In the Udacity's Intro to TensorFlow for Deep Learning course, Aurélien Géron introduces an interesting and simple way of automate the selection of learning rate for training your model automatically to some extent.

The idea is that setting up a LearningRateScheduler and test several learning rates (in a increased manner) for n epochs, and plot the loss history graph to see what will be suitable value range of learning rate based on where the loss starts to jiggle and eventually burst up.

Here is the code snippet for training 100 epochs with learning rate being increased by 10 every 30 epochs from 1e-6, i.e., 1e-6 => 1e-5 (from epoch30) => 1e-4 (from epoch60) => 1e-3 (from epoch90).

# Tensorflow 2.9.1
# Every 30 epochs increases by 10
lr_schedule = tf.keras.callbacks.LearningRateScheduler(
    lambda epoch: 1e-6 * 10**(epoch / 30))
    
optimizer = tf.keras.optimizers.SGD(lr=1e-6, momentum=0.9)
model.compile(loss=tf.keras.losses.Huber(),
              optimizer=optimizer,
              metrics=["mae"])
history = model.fit(train_set, epochs=100, callbacks=[lr_schedule])
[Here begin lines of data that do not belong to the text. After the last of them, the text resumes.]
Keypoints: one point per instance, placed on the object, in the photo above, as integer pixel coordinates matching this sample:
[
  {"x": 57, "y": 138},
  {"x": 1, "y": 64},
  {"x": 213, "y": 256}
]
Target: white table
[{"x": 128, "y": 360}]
plt.semilogx(history.history["lr"], history.history["loss"])
plt.axis([1e-6, 1e-3, 0, 20])
plt.show()

Based on the produced training loss history below, we can see from 1e-4 the loss history start to be unstable and increasing with a larger value of 1e-3. Therefore, we can choose 1e-5 as an approprieate value for our learning rate.